A further document states that this advance knowledge of which foreign diplomats will be staying in what hotels provides GCHQ with a whole palette of intelligence capabilities and options. The documents reveal an impressive listing of capabilities for monitoring a hotel room and its temporary resident that seem to exhaust the creative potential of modern spying. Among the possibilities, of course, are wiretapping the room telephone and fax machine as well as the monitoring of computers hooked up to the hotel network ("computer network exploitation").

It also states that a "Technical Attack" is deployed by the British "TECA" team for guests of high interest. The documents state that these elite units develop a range of "specialist technologies" that are "designed to bridge the gaps to communications that our conventional accesses cannot reach." These "Active Approach Teams" are small, but possess advanced technical skill that allow them to work within "often unique requirements."

The guests, of course, have no clue about these advanced technical preparations that are made for their visits. In cases of "governmental hard targets," the information obtained through "Royal Concierge" can also involve "Humint" operations. The abbreviation is short for "human intelligence" -- in other words, the deployment of human spies who might then be listening in on a diplomat's conversations at the hotel bar.

'Wild, Wild West'

The documents seen by SPIEGEL do not state how often the program has been used, but they do indicate that it continued to be developed and that it captured the imagination of the intelligence agency's workers, including the GCHQ unit responsible for "effects." Given the access they had to hotel bookings through "Royal Concierge," one document pondered: "Can we influence the hotel choice?" And: Did they have the ability to cancel visits entirely?

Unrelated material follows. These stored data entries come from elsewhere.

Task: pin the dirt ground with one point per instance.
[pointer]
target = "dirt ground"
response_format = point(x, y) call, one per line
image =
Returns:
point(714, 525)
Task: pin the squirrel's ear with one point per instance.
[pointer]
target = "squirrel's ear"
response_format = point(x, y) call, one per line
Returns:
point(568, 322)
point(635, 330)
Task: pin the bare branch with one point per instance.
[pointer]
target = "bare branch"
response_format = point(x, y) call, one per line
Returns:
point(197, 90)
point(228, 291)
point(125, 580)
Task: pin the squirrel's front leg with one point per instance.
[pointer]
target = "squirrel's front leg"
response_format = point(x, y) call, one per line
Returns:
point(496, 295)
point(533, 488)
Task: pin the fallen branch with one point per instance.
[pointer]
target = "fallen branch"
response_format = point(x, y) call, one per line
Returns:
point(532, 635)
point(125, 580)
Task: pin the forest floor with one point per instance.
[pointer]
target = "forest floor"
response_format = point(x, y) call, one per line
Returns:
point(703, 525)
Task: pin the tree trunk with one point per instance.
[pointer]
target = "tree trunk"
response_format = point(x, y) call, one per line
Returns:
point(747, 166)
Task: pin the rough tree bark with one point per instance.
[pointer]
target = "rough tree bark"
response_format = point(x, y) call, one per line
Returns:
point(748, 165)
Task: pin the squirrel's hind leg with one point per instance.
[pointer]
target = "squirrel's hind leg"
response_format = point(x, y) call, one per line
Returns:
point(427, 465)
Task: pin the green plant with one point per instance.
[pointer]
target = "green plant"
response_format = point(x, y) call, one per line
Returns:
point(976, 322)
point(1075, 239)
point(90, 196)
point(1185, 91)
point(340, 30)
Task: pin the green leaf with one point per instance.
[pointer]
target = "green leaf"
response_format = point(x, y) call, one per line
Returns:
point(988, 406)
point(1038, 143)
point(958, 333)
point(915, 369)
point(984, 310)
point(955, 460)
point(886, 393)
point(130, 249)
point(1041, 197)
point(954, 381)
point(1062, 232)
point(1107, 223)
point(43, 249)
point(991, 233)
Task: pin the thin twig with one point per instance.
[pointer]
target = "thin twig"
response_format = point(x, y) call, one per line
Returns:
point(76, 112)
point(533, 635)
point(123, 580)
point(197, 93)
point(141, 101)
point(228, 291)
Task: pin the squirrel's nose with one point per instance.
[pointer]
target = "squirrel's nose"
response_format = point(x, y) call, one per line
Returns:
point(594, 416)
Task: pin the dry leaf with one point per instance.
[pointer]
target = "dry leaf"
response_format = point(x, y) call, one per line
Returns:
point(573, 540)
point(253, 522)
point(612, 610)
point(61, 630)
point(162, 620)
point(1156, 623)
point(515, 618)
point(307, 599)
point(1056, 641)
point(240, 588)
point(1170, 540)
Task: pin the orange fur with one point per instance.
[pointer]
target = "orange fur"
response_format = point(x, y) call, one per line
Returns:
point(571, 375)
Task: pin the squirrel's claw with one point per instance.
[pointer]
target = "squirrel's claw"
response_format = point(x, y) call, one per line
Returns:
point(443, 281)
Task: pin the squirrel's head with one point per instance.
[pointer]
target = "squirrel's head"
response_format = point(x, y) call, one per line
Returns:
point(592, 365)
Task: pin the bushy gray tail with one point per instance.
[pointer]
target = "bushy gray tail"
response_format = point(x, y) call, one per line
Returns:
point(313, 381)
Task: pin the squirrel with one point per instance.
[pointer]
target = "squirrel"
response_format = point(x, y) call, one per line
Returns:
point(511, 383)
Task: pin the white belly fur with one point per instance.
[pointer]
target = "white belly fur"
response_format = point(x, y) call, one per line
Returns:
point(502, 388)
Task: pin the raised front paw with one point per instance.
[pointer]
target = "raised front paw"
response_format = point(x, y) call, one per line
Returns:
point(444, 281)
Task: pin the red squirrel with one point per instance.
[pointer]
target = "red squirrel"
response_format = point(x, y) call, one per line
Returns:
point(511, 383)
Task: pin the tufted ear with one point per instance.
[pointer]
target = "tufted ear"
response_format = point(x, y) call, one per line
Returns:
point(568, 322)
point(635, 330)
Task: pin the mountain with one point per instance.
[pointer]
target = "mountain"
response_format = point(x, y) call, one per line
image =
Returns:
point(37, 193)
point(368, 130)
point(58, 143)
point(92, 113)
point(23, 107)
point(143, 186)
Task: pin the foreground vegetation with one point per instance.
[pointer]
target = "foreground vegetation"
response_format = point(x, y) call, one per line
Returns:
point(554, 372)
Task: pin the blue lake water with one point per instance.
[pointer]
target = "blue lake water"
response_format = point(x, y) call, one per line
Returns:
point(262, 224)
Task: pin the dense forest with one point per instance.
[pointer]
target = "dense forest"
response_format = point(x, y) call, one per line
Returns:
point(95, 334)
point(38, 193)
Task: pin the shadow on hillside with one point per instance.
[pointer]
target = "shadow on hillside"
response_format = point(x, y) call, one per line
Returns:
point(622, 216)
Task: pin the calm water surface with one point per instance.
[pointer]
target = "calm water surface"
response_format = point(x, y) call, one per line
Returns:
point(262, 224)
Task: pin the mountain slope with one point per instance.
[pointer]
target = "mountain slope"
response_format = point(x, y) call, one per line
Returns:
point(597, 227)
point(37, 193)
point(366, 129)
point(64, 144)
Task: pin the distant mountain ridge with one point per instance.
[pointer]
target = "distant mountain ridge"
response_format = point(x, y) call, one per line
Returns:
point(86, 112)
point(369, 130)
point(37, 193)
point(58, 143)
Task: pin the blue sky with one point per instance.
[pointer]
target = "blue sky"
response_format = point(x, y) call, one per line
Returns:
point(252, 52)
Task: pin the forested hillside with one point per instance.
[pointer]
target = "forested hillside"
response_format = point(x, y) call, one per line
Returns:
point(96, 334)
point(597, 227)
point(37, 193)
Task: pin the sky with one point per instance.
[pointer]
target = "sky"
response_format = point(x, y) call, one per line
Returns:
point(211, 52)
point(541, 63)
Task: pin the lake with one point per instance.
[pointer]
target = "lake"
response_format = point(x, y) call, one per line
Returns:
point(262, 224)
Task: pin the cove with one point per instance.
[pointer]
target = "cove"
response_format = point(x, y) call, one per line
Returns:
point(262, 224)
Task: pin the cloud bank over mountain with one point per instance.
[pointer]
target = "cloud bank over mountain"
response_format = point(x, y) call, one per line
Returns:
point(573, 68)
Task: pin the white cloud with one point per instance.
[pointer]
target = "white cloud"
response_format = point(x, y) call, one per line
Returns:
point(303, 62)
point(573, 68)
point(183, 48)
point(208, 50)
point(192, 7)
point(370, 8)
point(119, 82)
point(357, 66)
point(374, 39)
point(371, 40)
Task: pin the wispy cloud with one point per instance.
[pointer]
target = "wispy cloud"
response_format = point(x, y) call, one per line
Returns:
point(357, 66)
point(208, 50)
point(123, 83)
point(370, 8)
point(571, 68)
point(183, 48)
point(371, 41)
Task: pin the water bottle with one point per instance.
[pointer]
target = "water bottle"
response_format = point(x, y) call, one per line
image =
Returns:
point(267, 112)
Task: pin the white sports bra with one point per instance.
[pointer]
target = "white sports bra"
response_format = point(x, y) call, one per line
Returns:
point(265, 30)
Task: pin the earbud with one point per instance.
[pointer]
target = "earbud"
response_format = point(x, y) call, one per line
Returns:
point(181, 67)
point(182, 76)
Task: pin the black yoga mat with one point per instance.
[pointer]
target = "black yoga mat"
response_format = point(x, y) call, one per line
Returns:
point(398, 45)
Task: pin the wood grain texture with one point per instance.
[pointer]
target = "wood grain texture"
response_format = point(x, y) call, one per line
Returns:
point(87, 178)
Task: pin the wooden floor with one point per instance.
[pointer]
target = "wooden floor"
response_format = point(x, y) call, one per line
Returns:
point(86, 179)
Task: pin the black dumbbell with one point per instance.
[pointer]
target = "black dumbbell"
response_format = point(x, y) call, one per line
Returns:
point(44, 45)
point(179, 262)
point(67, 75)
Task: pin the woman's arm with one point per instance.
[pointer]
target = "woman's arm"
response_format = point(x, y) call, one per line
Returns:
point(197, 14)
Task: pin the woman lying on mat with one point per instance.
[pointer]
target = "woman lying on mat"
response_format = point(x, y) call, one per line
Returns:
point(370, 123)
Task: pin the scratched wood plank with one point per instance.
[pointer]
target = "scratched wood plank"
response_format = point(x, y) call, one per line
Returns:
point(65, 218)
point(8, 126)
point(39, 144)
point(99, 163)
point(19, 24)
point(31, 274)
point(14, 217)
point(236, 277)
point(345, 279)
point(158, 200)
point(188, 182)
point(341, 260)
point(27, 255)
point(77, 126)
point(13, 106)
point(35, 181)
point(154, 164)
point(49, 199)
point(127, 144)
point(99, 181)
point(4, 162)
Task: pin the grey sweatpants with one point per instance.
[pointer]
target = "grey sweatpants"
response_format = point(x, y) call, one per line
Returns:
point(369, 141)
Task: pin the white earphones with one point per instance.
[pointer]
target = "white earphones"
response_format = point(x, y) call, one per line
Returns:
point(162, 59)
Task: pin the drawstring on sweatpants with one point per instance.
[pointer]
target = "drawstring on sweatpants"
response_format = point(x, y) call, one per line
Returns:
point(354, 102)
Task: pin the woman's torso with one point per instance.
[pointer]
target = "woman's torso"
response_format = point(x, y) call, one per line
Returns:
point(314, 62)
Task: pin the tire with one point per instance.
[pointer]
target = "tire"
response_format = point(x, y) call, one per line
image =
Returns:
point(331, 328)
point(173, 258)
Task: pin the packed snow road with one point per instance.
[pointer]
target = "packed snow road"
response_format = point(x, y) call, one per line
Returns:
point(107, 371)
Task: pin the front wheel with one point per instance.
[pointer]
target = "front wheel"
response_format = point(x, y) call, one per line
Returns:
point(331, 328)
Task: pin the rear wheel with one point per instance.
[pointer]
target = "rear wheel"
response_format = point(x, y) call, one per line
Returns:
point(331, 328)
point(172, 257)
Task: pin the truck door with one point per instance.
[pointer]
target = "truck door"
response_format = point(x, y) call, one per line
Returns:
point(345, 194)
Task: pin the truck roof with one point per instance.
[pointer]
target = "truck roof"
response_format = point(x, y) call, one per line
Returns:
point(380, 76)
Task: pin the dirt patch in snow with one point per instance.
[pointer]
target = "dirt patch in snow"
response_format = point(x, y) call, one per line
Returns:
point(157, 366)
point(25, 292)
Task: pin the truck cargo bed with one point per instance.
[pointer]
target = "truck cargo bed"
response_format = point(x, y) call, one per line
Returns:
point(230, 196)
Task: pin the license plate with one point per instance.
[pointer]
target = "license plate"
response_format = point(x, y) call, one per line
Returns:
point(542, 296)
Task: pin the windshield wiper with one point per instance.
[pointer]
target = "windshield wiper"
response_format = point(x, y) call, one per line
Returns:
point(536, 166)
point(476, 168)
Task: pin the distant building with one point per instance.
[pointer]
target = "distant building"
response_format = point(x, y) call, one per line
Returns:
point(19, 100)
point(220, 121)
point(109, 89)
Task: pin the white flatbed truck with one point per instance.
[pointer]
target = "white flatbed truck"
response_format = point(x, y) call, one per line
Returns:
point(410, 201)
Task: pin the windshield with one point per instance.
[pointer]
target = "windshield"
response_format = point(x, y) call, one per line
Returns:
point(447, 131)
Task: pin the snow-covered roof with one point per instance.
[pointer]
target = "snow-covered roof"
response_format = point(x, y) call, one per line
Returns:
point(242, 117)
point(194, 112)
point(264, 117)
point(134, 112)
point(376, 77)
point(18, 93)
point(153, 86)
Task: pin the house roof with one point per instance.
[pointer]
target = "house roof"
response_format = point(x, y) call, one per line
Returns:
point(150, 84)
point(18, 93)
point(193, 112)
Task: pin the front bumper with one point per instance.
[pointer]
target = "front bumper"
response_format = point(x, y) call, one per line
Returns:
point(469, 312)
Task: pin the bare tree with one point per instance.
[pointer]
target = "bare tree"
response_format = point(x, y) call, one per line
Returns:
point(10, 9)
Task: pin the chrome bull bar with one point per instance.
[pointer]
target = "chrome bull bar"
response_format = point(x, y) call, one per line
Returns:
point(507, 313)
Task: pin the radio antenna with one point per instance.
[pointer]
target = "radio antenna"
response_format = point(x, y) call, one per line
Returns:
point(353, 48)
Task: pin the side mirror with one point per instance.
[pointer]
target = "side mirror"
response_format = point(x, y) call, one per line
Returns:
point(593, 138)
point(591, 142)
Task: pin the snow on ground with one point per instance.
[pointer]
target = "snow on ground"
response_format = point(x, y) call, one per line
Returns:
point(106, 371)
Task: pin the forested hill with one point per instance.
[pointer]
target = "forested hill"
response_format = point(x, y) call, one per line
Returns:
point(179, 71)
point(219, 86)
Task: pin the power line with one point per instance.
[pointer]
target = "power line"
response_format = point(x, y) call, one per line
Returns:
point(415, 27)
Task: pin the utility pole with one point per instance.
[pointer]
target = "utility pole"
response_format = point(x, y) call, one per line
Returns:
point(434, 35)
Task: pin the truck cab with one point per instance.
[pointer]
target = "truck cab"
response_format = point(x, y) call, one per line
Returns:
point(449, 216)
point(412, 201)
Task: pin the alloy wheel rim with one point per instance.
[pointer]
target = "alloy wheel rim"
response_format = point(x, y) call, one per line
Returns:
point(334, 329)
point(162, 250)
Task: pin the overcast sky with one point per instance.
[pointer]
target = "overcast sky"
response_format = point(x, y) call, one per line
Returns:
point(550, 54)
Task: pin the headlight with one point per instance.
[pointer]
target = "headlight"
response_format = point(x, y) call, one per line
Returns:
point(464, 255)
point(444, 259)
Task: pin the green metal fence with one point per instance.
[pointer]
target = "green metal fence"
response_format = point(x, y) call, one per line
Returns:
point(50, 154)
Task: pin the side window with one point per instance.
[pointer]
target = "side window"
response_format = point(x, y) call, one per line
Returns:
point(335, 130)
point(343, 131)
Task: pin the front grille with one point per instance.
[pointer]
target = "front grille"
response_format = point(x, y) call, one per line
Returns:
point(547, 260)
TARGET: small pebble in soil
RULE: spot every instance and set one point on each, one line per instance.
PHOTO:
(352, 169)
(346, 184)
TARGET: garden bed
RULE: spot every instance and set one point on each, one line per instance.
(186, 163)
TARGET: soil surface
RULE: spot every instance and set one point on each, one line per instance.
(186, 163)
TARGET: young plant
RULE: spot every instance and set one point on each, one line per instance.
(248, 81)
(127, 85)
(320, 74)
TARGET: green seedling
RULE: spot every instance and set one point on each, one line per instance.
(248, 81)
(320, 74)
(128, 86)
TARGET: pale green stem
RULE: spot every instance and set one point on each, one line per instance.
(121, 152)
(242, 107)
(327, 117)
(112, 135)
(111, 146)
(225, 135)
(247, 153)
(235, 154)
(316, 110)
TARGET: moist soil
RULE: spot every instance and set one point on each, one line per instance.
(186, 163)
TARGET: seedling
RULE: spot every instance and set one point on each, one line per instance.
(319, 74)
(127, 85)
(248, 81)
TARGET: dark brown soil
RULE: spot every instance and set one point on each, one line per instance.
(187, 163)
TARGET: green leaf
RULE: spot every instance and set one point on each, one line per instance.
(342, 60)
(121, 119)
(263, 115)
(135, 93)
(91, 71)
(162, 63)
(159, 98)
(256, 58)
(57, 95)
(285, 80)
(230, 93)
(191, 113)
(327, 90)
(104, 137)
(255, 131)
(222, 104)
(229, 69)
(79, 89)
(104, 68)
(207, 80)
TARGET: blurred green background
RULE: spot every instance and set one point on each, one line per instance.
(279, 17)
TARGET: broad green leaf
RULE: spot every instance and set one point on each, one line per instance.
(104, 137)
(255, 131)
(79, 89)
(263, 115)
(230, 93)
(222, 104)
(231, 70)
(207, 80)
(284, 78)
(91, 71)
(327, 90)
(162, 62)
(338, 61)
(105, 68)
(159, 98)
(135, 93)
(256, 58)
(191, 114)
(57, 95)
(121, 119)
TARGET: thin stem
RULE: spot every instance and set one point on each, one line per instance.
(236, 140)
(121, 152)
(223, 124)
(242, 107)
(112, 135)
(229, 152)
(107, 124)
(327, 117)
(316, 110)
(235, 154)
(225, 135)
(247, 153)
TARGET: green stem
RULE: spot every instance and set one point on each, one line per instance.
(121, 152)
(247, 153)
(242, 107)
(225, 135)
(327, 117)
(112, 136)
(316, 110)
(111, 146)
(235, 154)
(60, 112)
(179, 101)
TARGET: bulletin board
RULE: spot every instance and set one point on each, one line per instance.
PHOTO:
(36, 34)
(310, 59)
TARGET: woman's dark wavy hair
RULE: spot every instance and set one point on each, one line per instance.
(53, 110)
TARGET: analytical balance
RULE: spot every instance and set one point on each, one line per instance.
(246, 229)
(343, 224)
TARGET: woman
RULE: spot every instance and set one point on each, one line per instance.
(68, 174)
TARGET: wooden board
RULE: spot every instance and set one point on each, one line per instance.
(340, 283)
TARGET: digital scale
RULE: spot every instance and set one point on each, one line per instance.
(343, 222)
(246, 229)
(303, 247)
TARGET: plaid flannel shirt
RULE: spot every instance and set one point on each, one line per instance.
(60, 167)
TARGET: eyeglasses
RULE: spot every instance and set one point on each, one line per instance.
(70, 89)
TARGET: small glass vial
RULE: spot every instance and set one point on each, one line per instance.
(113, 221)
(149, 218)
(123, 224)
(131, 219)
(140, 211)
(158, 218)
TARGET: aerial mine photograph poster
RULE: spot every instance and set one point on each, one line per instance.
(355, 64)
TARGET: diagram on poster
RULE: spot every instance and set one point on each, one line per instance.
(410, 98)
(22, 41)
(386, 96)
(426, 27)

Another slide lists "car hire" as one of the possible extensions to the program.

Contacted by SPIEGEL, GCHQ said that it "neither confirms nor denies the allegation."

Her Royal Majesty's agents appear to be very conscious of the fact that the automated monitoring of diplomats' travel by the British intelligence service crosses into controversial terrain. One of the presentations describing "Royal Concierge" is titled "Tales from the Wild, Wild West of GCHQ Operational Datamining."

Angelika R (143)
Sunday November 17, 2013, 12:16 pm
I would suggest that John Kerry considers sharing the bedroom with Mrs Merkel or perhaps Mr Westerwelle when he comes here next for his "reconciliation tour" expected as soon as our new govt. will be in office. ;) (would also save lots of security costs for his visit!)

JL A (281)
Sunday November 17, 2013, 12:40 pm
Feels more like the Cold War era espionage novels somehow--a surreal and unreal level of spies seemingly doing things just because they can and apparently not because it aligns with an acknowledged purpose

Angelika R (143)
Sunday November 17, 2013, 1:06 pm
The acknowledged purpose is ALWAYS (as they say) "national security interests", or as the NSA put it: " we want to know what they really think".--- I agree, cold war era espionage.

Angelika R (143)
Sunday November 17, 2013, 1:08 pm
The Brits press hav NOT picked this up yet for reasons we all know but it is online in several websites, even yahoo has something.

Angelika R (143)
Sunday November 17, 2013, 1:48 pm
If you look at this from a different angle to me it also suggests that these "governmental hard targets" just might be (the real) terrorists,-well, is that so far off from the truth???? Hope the GCHQ includes their own govt.+ officials in their monitoring.

Abdessalam Diab (145)
Tuesday November 26, 2013, 4:01 am
This sort of spying is neither new nor is it limited to the British intelligence service. It is also well known to diplomats who in turn have some sort of anti spying tools. The game is wide spread and will continue for ever.